Le Parti Populaire européen (PPE, centre droit), devrait péniblement se maintenir en tête du scrutin, les Socialistes et Démocrates (S&D) toujours sur ses talons malgré un nombre de sièges perdus considérable. Le S&D devrait souffrir du départ des eurodéputé-e-s britanniques travaillistes, mais profiter dans une certaine mesure de l'état de grâce actuel dans lequel se trouvent les socialistes espagnol du PSOE. L'Alliance des Démocrates et Libéraux européens (ADLE, centre) espère voir les eurodéputé-e-s français-e-s issu-e-s de La République en Marche venir grossir ses rangs, et ainsi devenir la troisième force politique du Parlement européen. On ignore actuellement si le parti du Président Macron rejoindra l'ADLE, ce qui selon plusieurs observateurs constitue une alliance naturelle, où s'il tentera de former son propre groupe politique une fois au Parlement. Dans l'ensemble, ces groupes politiques devraient perdre des sièges au profit de divers partis plus ou moins eurosceptiques, tels que le Front National, le Mouvement Cinq Étoiles ou encore l'Alternative für Deutschland.

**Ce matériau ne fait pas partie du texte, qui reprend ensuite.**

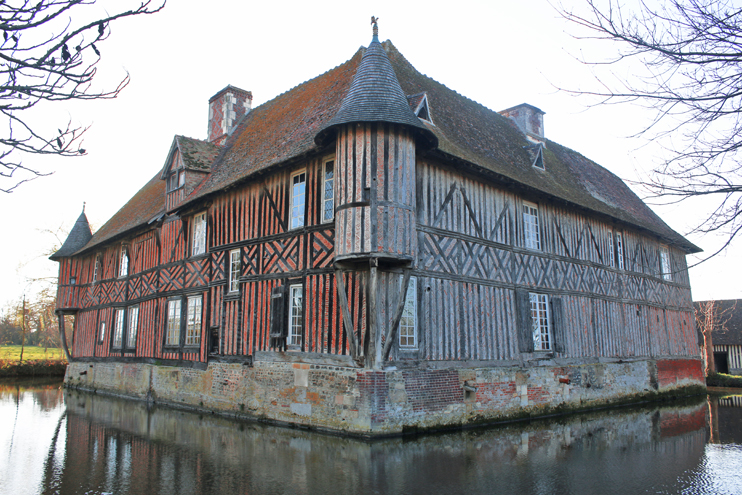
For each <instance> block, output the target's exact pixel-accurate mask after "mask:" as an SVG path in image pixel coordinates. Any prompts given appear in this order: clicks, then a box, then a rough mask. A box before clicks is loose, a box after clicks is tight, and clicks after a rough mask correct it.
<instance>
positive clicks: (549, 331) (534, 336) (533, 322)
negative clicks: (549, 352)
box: [528, 292, 554, 352]
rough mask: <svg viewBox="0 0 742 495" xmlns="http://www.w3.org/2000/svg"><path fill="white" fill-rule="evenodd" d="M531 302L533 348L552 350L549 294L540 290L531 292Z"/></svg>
mask: <svg viewBox="0 0 742 495" xmlns="http://www.w3.org/2000/svg"><path fill="white" fill-rule="evenodd" d="M528 299H529V301H530V303H531V325H532V329H533V350H534V351H535V352H540V351H547V352H548V351H552V350H553V349H554V346H553V342H554V339H553V335H552V331H551V315H550V314H549V296H548V295H547V294H541V293H538V292H529V293H528Z"/></svg>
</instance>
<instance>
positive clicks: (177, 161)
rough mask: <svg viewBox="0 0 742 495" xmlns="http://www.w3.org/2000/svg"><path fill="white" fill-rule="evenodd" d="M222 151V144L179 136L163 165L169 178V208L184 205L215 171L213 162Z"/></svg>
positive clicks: (165, 187)
mask: <svg viewBox="0 0 742 495" xmlns="http://www.w3.org/2000/svg"><path fill="white" fill-rule="evenodd" d="M218 154H219V146H217V145H216V144H213V143H209V142H206V141H201V140H200V139H193V138H189V137H185V136H175V138H174V139H173V144H172V146H170V152H169V153H168V155H167V160H165V165H164V166H163V168H162V174H161V175H160V179H162V180H164V181H165V191H166V193H165V198H166V199H165V208H166V209H167V210H171V209H173V208H176V207H177V206H178V205H180V204H181V203H182V202H183V200H184V199H185V198H187V197H188V195H189V194H191V193H192V192H193V190H194V189H196V187H198V185H199V184H200V183H201V182H202V181H203V180H204V179H205V178H206V176H207V175H208V174H209V172H211V164H212V163H213V162H214V160H215V159H216V157H217V155H218Z"/></svg>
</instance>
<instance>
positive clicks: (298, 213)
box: [289, 171, 307, 229]
mask: <svg viewBox="0 0 742 495" xmlns="http://www.w3.org/2000/svg"><path fill="white" fill-rule="evenodd" d="M306 185H307V174H306V173H305V172H304V171H301V172H298V173H296V174H294V175H292V176H291V218H290V219H289V225H290V227H289V228H292V229H295V228H298V227H303V226H304V210H305V208H304V205H305V200H306Z"/></svg>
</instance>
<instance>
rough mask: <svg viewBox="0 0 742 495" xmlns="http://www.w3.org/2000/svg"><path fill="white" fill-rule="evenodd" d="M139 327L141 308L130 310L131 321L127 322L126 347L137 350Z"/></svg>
mask: <svg viewBox="0 0 742 495" xmlns="http://www.w3.org/2000/svg"><path fill="white" fill-rule="evenodd" d="M138 325H139V306H132V307H131V308H129V321H128V322H127V325H126V327H127V333H126V347H127V348H129V349H135V348H136V347H137V326H138Z"/></svg>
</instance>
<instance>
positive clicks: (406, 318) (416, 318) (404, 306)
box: [399, 277, 417, 349]
mask: <svg viewBox="0 0 742 495" xmlns="http://www.w3.org/2000/svg"><path fill="white" fill-rule="evenodd" d="M399 347H400V349H416V348H417V278H416V277H410V284H409V285H408V286H407V294H405V303H404V309H403V310H402V318H401V319H400V320H399Z"/></svg>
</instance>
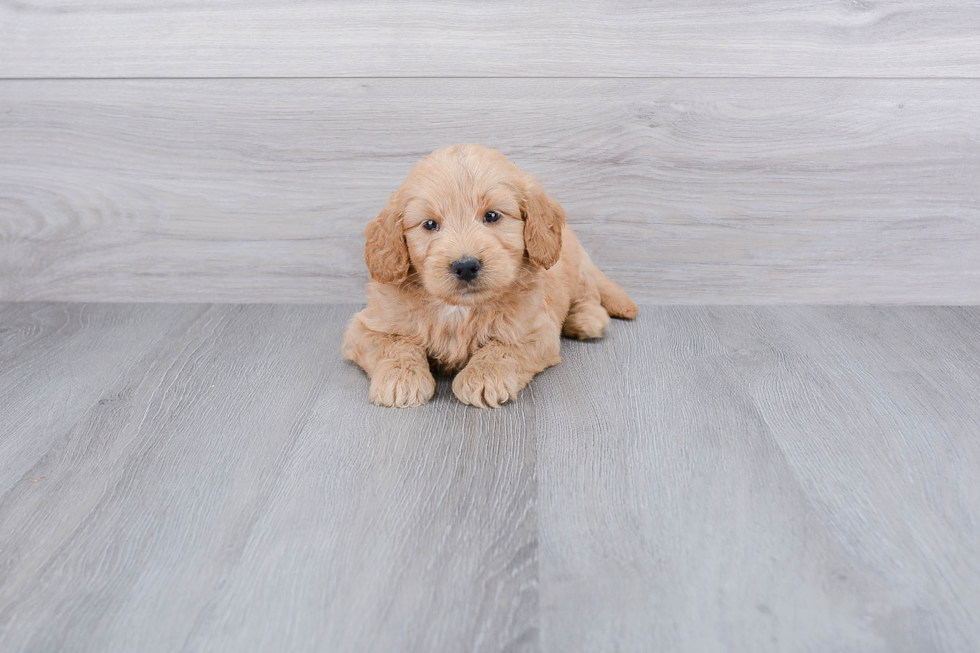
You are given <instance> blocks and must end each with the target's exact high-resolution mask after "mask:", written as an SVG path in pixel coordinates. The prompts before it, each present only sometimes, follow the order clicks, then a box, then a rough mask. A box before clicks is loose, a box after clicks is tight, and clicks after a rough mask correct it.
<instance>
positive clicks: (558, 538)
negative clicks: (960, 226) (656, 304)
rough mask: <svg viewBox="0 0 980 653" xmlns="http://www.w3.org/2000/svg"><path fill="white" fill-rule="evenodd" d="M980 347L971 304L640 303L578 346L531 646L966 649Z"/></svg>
mask: <svg viewBox="0 0 980 653" xmlns="http://www.w3.org/2000/svg"><path fill="white" fill-rule="evenodd" d="M978 343H980V311H978V310H976V309H969V308H959V309H955V308H927V307H914V308H911V307H906V308H859V307H850V308H840V307H826V308H814V307H785V306H784V307H773V308H735V307H660V308H652V307H651V308H646V309H644V310H643V311H642V312H641V314H640V319H639V321H638V322H637V323H636V324H635V325H630V326H622V327H619V328H615V329H613V331H612V334H611V337H609V338H608V339H607V340H605V341H604V342H602V343H599V344H594V345H584V346H577V347H567V348H566V349H565V362H564V363H563V364H562V365H560V366H558V367H556V368H553V369H552V370H549V371H548V372H547V373H546V375H544V376H543V377H542V378H541V379H539V380H538V381H537V382H536V385H535V401H536V402H537V403H538V405H546V406H549V408H550V414H551V415H553V416H554V419H553V421H550V422H547V423H541V424H539V430H538V432H537V443H538V456H537V460H538V465H537V473H538V486H539V494H538V519H539V534H540V538H541V539H540V544H539V546H540V559H539V573H540V581H539V587H540V590H541V596H540V599H539V600H540V607H541V614H542V619H541V637H542V645H543V649H544V650H549V651H569V650H580V651H599V650H602V651H606V650H615V651H691V652H701V651H745V652H750V651H752V652H759V651H862V652H863V651H969V650H976V649H977V648H978V647H980V523H978V521H977V519H976V516H977V514H980V512H978V511H980V489H978V488H980V437H978V436H980V401H978V399H980V363H978V360H980V344H978ZM597 387H601V388H602V389H603V391H602V392H597V391H596V389H597Z"/></svg>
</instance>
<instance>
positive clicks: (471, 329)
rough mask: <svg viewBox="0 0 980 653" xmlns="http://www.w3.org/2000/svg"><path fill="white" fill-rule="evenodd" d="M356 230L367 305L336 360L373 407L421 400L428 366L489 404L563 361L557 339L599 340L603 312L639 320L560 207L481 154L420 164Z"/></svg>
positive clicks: (603, 328)
mask: <svg viewBox="0 0 980 653" xmlns="http://www.w3.org/2000/svg"><path fill="white" fill-rule="evenodd" d="M365 236H366V238H367V244H366V247H365V249H364V257H365V259H366V260H367V266H368V270H370V272H371V282H370V283H369V284H368V288H367V308H366V309H364V310H363V311H361V312H360V313H358V314H357V315H355V316H354V318H353V319H352V320H351V323H350V326H348V328H347V333H346V334H345V335H344V358H346V359H347V360H351V361H354V362H355V363H357V364H358V365H360V366H361V367H362V368H364V371H365V372H367V374H368V376H369V377H370V378H371V390H370V398H371V401H372V402H374V403H376V404H379V405H381V406H398V407H400V408H404V407H407V406H419V405H421V404H423V403H425V402H426V401H428V400H429V399H431V398H432V395H433V393H434V392H435V388H436V383H435V380H434V379H433V378H432V372H431V371H430V361H431V362H432V363H433V364H434V365H435V367H436V368H437V369H439V370H440V371H443V372H447V373H449V372H454V371H458V374H456V378H455V379H454V381H453V393H454V394H455V395H456V397H457V398H459V400H460V401H462V402H463V403H466V404H472V405H474V406H479V407H481V408H486V407H487V406H493V407H497V406H499V405H500V404H502V403H504V402H505V401H508V400H510V399H513V398H514V397H515V396H516V395H517V393H518V392H519V391H520V390H521V389H522V388H523V387H524V386H526V385H527V384H528V382H529V381H530V380H531V377H533V376H534V375H535V374H537V373H538V372H540V371H541V370H543V369H545V368H547V367H550V366H552V365H555V364H557V363H558V362H560V361H561V358H560V357H559V355H558V349H559V343H560V340H561V336H562V334H564V335H566V336H569V337H572V338H579V339H586V338H598V337H600V336H601V335H602V334H603V332H604V331H605V329H606V325H607V324H608V323H609V316H610V315H612V316H614V317H622V318H633V317H636V313H637V308H636V304H634V303H633V302H632V301H631V300H630V298H629V297H628V296H627V295H626V293H625V292H624V291H623V290H622V289H621V288H620V287H619V286H617V285H616V284H615V283H614V282H613V281H612V280H610V279H609V278H608V277H607V276H606V275H604V274H603V273H602V272H600V271H599V269H598V268H596V267H595V265H593V264H592V261H591V260H590V259H589V256H588V254H586V253H585V250H583V249H582V246H581V245H579V243H578V241H577V240H576V238H575V234H573V233H572V230H571V228H570V227H568V226H567V225H566V224H565V213H564V211H562V208H561V206H559V204H558V203H557V202H555V201H554V200H553V199H551V198H550V197H548V195H547V194H546V193H545V192H544V189H543V188H542V187H541V185H540V184H539V183H538V182H537V181H536V180H535V179H534V178H532V177H531V176H529V175H526V174H524V173H522V172H521V171H520V170H518V169H517V168H516V167H515V166H514V165H513V164H512V163H510V162H509V161H508V160H507V159H506V157H504V155H503V154H501V153H500V152H497V151H495V150H490V149H487V148H485V147H480V146H478V145H458V146H454V147H447V148H443V149H441V150H436V151H435V152H433V153H432V154H430V155H429V156H427V157H425V158H424V159H422V160H421V161H419V163H418V165H416V166H415V169H414V170H412V172H411V173H410V174H409V175H408V178H407V179H406V180H405V182H404V183H403V184H402V186H401V188H399V189H398V190H397V191H395V193H394V194H393V195H392V196H391V198H390V199H389V200H388V203H387V205H385V208H384V210H382V211H381V214H380V215H379V216H378V217H377V218H375V219H374V220H372V221H371V223H370V224H368V227H367V230H366V231H365Z"/></svg>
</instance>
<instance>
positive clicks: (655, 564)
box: [0, 304, 980, 653]
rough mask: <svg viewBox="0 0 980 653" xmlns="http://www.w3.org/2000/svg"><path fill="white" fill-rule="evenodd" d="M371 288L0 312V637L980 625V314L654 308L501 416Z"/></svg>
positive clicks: (805, 648)
mask: <svg viewBox="0 0 980 653" xmlns="http://www.w3.org/2000/svg"><path fill="white" fill-rule="evenodd" d="M354 310H355V309H354V308H353V307H324V306H268V305H253V306H202V305H196V306H178V305H160V304H157V305H138V306H133V305H79V304H70V305H64V304H60V305H44V304H5V305H0V423H3V424H4V438H3V439H2V440H0V445H2V446H3V447H4V448H3V450H2V451H0V453H2V454H3V455H2V456H0V464H2V467H0V473H2V476H0V480H2V481H3V485H2V487H0V492H2V494H0V551H2V552H3V556H2V566H0V649H2V650H4V651H38V652H46V651H59V652H60V651H99V652H100V653H101V652H106V651H144V652H147V653H154V652H155V651H174V650H187V651H193V650H249V651H282V650H329V651H334V650H336V651H341V650H344V651H346V650H358V651H362V650H364V651H370V650H377V651H392V650H399V651H463V650H465V651H469V650H476V651H482V650H492V651H501V650H505V651H538V650H541V651H549V652H555V653H558V652H561V653H575V652H578V651H583V652H585V651H605V650H616V651H623V652H627V651H651V650H655V651H670V652H675V651H692V652H693V651H697V652H701V651H732V652H733V653H743V652H744V653H765V652H769V651H772V652H776V651H779V652H784V651H855V652H858V651H860V652H866V651H896V652H897V651H971V650H976V649H977V648H978V647H980V589H978V588H980V523H978V521H977V518H976V516H977V515H978V514H980V437H978V436H980V363H978V361H980V309H978V308H940V307H891V308H864V307H807V306H781V307H752V308H746V307H644V308H643V309H642V311H641V313H640V317H639V318H638V320H637V321H635V322H633V323H624V322H615V323H614V324H613V325H612V326H611V328H610V332H609V334H608V336H607V337H606V339H604V340H602V341H598V342H590V343H579V342H568V341H566V342H564V343H563V357H564V359H565V360H564V362H563V363H561V364H560V365H558V366H557V367H554V368H551V369H549V370H547V371H546V372H544V373H543V374H541V375H540V376H539V377H538V378H537V379H536V380H535V381H534V382H533V383H532V384H531V386H529V388H528V389H527V390H525V391H524V392H523V393H522V394H521V395H520V396H519V397H518V399H517V401H516V402H515V403H514V404H511V405H508V406H506V407H504V408H502V409H500V410H497V411H490V412H484V411H480V410H478V409H475V408H468V407H464V406H462V405H460V404H459V403H457V402H456V401H455V400H454V399H453V398H452V396H451V392H450V388H449V387H448V383H447V382H446V381H445V380H442V381H441V382H440V385H439V389H438V391H437V397H436V399H435V401H434V402H433V403H431V404H428V405H426V406H424V407H422V408H420V409H412V410H404V411H398V410H393V409H380V408H376V407H373V406H371V405H369V404H368V403H367V399H366V397H367V387H368V381H367V379H366V378H365V376H364V375H363V373H362V372H360V371H359V370H358V369H357V368H356V367H354V366H353V365H349V364H345V363H343V362H341V361H340V357H339V352H338V350H339V344H340V335H341V331H342V329H343V326H344V324H345V322H346V320H347V318H348V317H349V316H350V315H351V313H352V312H353V311H354ZM25 398H32V399H33V400H34V403H35V406H36V407H37V410H35V411H29V410H26V409H25Z"/></svg>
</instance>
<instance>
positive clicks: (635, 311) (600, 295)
mask: <svg viewBox="0 0 980 653" xmlns="http://www.w3.org/2000/svg"><path fill="white" fill-rule="evenodd" d="M592 270H593V273H592V278H593V279H595V284H596V288H598V289H599V302H600V303H601V304H602V307H603V308H604V309H606V312H607V313H609V314H610V315H611V316H613V317H619V318H624V319H627V320H632V319H633V318H634V317H636V314H637V313H639V312H640V309H639V308H638V307H637V306H636V304H634V303H633V300H632V299H630V298H629V295H627V294H626V291H625V290H623V289H622V288H620V287H619V284H617V283H616V282H615V281H613V280H612V279H610V278H609V277H607V276H606V275H605V274H603V273H602V270H600V269H599V268H597V267H596V266H595V265H593V266H592Z"/></svg>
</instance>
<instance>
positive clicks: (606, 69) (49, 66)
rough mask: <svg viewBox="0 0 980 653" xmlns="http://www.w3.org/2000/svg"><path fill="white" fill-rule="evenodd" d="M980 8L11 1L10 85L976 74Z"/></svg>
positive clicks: (539, 2)
mask: <svg viewBox="0 0 980 653" xmlns="http://www.w3.org/2000/svg"><path fill="white" fill-rule="evenodd" d="M978 33H980V5H978V4H977V3H976V2H975V1H973V0H968V1H965V2H964V1H960V2H951V1H936V2H929V1H927V0H881V1H876V2H870V1H864V0H860V1H858V0H824V1H822V2H805V1H804V0H794V1H792V2H780V1H778V0H761V1H760V0H740V1H737V2H733V1H730V0H699V1H698V2H687V3H663V2H660V3H650V2H644V1H643V0H617V1H613V2H585V1H582V0H579V1H577V2H560V1H559V0H543V1H539V2H534V3H527V2H519V1H518V0H507V1H506V2H497V3H493V4H479V3H473V2H463V1H461V0H425V1H422V2H411V3H405V2H400V3H363V2H355V1H353V0H343V1H332V2H304V1H302V0H289V1H274V0H257V1H250V2H243V1H241V0H237V1H222V2H203V1H201V0H180V1H179V2H173V1H169V0H168V1H166V2H163V1H160V0H157V1H155V2H145V1H142V0H119V1H115V2H112V3H105V2H92V1H89V2H83V1H79V0H8V1H6V2H3V3H0V76H3V77H147V76H149V77H215V76H224V77H228V76H235V77H240V76H252V77H255V76H263V77H282V76H314V77H316V76H362V77H371V76H487V75H492V76H510V77H524V76H552V77H565V76H623V75H627V76H698V77H701V76H704V77H719V76H735V77H744V76H757V77H761V76H803V77H812V76H821V77H840V76H859V77H861V76H863V77H868V76H898V77H902V76H940V77H952V76H961V77H962V76H965V77H977V76H980V42H978V40H977V38H976V35H977V34H978Z"/></svg>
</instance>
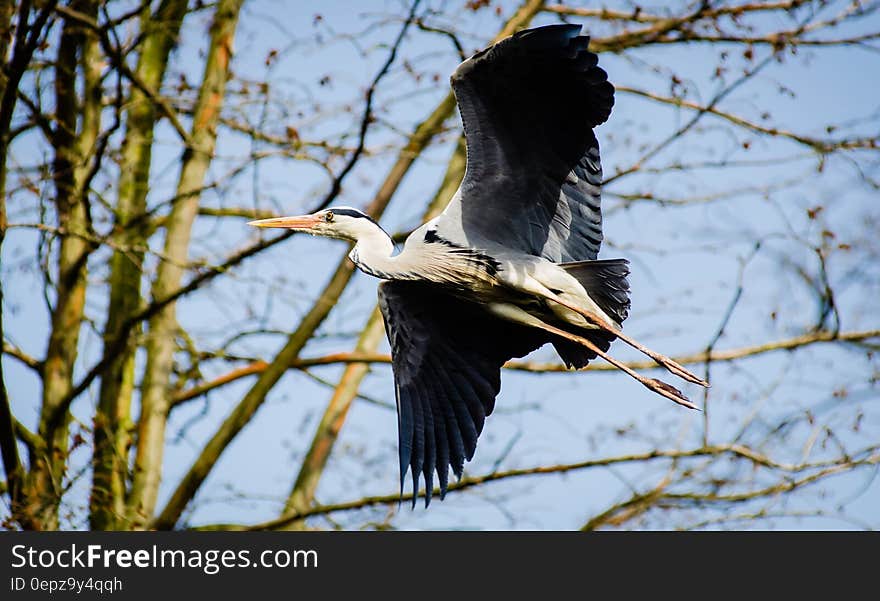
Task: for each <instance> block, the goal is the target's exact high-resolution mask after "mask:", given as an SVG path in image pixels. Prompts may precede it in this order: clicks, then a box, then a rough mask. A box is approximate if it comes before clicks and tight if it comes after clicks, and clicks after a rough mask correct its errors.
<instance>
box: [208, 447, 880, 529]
mask: <svg viewBox="0 0 880 601" xmlns="http://www.w3.org/2000/svg"><path fill="white" fill-rule="evenodd" d="M878 451H880V447H878V446H876V445H875V446H871V447H867V448H865V449H862V450H861V451H859V452H858V453H855V454H853V457H860V459H852V458H849V457H846V458H839V459H834V460H830V461H824V462H813V463H806V462H805V463H801V464H790V463H782V462H778V461H775V460H773V459H772V458H770V457H769V456H768V455H766V454H764V453H761V452H759V451H757V450H755V449H752V448H750V447H747V446H744V445H738V444H720V445H711V446H701V447H698V448H693V449H686V450H679V449H672V450H653V451H647V452H644V453H631V454H626V455H618V456H614V457H603V458H600V459H590V460H586V461H579V462H576V463H564V464H558V465H551V466H544V465H542V466H535V467H529V468H518V469H511V470H505V471H499V472H493V473H490V474H485V475H481V476H466V477H464V478H462V479H461V480H459V481H458V482H456V483H454V484H450V485H449V489H448V492H449V493H455V492H461V491H463V490H467V489H468V488H473V487H475V486H479V485H482V484H487V483H490V482H498V481H501V480H510V479H514V478H523V477H529V476H546V475H552V474H565V473H568V472H574V471H582V470H589V469H593V468H597V467H608V466H612V465H619V464H626V463H642V462H650V461H655V460H658V459H667V460H668V459H672V460H681V459H692V458H704V457H719V456H730V457H733V458H737V459H742V460H745V461H748V462H750V463H751V464H753V465H755V466H760V467H764V468H768V469H772V470H776V471H781V472H785V473H794V474H797V473H803V472H805V471H810V470H818V471H816V472H814V473H813V474H810V475H808V476H807V477H806V478H804V479H803V480H807V479H809V481H810V482H812V481H815V480H817V479H818V478H821V477H824V476H826V475H832V474H834V473H839V472H841V471H845V470H847V469H853V468H854V467H858V466H863V465H876V464H877V463H878V462H880V453H878ZM762 490H763V491H764V493H765V494H773V493H774V492H776V491H777V490H778V488H777V487H769V488H768V489H762ZM413 496H414V495H413V494H412V493H407V494H404V495H399V494H388V495H377V496H370V497H363V498H360V499H356V500H353V501H346V502H342V503H334V504H327V505H318V506H314V507H310V508H309V509H307V510H305V511H302V512H300V513H296V514H291V515H285V516H282V517H280V518H278V519H274V520H269V521H266V522H262V523H259V524H254V525H250V526H245V525H241V524H214V525H208V526H200V527H196V528H195V529H196V530H278V529H282V528H285V527H286V526H287V525H288V524H290V523H292V522H294V521H297V520H302V519H305V518H307V517H311V516H316V515H326V514H329V513H336V512H340V511H353V510H357V509H365V508H368V507H374V506H377V505H389V506H393V505H396V504H398V503H401V502H405V501H410V500H412V498H413ZM415 496H416V497H417V498H418V497H422V496H424V493H418V494H417V495H415ZM679 496H681V497H683V498H685V497H686V496H687V495H679ZM742 496H743V495H727V496H719V495H715V496H714V497H715V498H716V499H725V500H729V499H735V498H738V497H742Z"/></svg>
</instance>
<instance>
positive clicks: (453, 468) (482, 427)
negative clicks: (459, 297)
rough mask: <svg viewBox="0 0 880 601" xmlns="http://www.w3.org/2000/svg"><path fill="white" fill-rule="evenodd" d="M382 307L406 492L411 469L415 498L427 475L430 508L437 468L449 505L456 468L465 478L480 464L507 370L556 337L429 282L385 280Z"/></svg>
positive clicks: (428, 494)
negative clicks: (386, 335)
mask: <svg viewBox="0 0 880 601" xmlns="http://www.w3.org/2000/svg"><path fill="white" fill-rule="evenodd" d="M379 307H380V308H381V310H382V316H383V317H384V319H385V330H386V333H387V335H388V341H389V343H390V344H391V360H392V368H393V370H394V388H395V393H396V397H397V425H398V435H399V453H400V487H401V493H402V492H403V482H404V477H405V476H406V471H407V467H409V468H411V469H412V478H413V491H414V493H418V489H419V474H420V473H421V474H423V475H424V477H425V505H426V506H427V504H428V503H430V501H431V493H432V489H433V487H434V478H433V476H434V470H435V469H436V471H437V475H438V478H439V480H440V498H441V499H442V498H443V496H444V495H445V494H446V488H447V485H448V482H449V466H452V471H453V472H454V473H455V475H456V476H457V477H459V478H460V477H461V473H462V468H463V466H464V462H465V460H468V461H470V460H471V459H472V458H473V456H474V450H475V449H476V447H477V438H478V437H479V436H480V432H482V430H483V423H484V422H485V420H486V416H488V415H489V414H491V413H492V409H493V408H494V407H495V396H496V395H497V394H498V392H499V390H500V389H501V366H502V365H503V364H504V363H505V362H506V361H507V360H508V359H511V358H513V357H522V356H524V355H527V354H528V353H530V352H531V351H533V350H534V349H536V348H538V347H540V346H542V345H543V344H544V343H545V342H548V341H549V338H547V337H546V335H545V333H544V332H542V331H540V330H535V329H531V328H527V327H524V326H519V325H516V324H514V323H510V322H506V321H502V320H500V319H498V318H495V317H493V316H492V315H491V314H489V313H487V312H486V311H484V310H483V309H482V308H480V307H479V306H477V305H475V304H474V303H471V302H468V301H466V300H462V299H460V298H457V297H455V296H452V295H449V294H447V293H445V292H443V291H442V290H441V289H440V288H438V287H437V286H435V285H432V284H429V283H424V282H408V281H390V282H387V281H386V282H382V283H381V284H380V285H379ZM413 503H415V497H413Z"/></svg>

La transnationalisation de la politique européenne, pour le meilleur et pour le pire

Le déclin des grands groupes politiques européens doit être replacé dans le contexte plus général du délitement des partis traditionnels, observable dans nombre de pays européens. Bien que le Parlement européen ait rejeté le projet d'attribution des sièges laissés vacants par les britanniques à des eurodéputé-e-s issus de listes transnationales, des mouvements-partis ambitionnent de contourner cette difficulté en concourant dans plusieurs États membres sous un programme européen commun. On citera ici la liste transnationale Printemps européen impulsée par le Democracy in Europe Movement 2025 (DiEM25), mouvement co-fondé par l'ancien Ministre des finances grec Yanis Varoufakis, ou encore le nouveau parti transnational Volt. Il est pour l'instant difficile de prédire la performance électorale de ces nouveaux-venus. À titre indicatif, Génération.s - le parti de Benoît Hamon, qui incarnera en France la liste Printemps européen, n'est pour l'instant crédité que de 3% des intentions de vote. Si ces partis-mouvements remettent en question les usages des europartis établis, ils ne doivent pas être pour autant considérés comme une menace au projet européen mais plutôt comme une tentative de revitalisation citoyenne de la politique européenne. Les pro-européens ne sont cependant pas les seuls à adopter des stratégies de transnationalisation de la politique européenne. Le mouvement Generation Identity, qui plaide activement pour une Europe des États-Nations, a ainsi développé son réseau européen en Allemagne, en Autriche, en France, en Italie, en Irlande et au Royaume-Uni. S'il n'a pas à ce jour d'ambitions électorales avérées, sa stratégie fait craindre une véritable union des populistes et nationalistes européens, qui jusqu'ici semblent avoir peiné à se rassembler, comme en atteste leur fragmentation au sein de différents groupes parlementaires européens.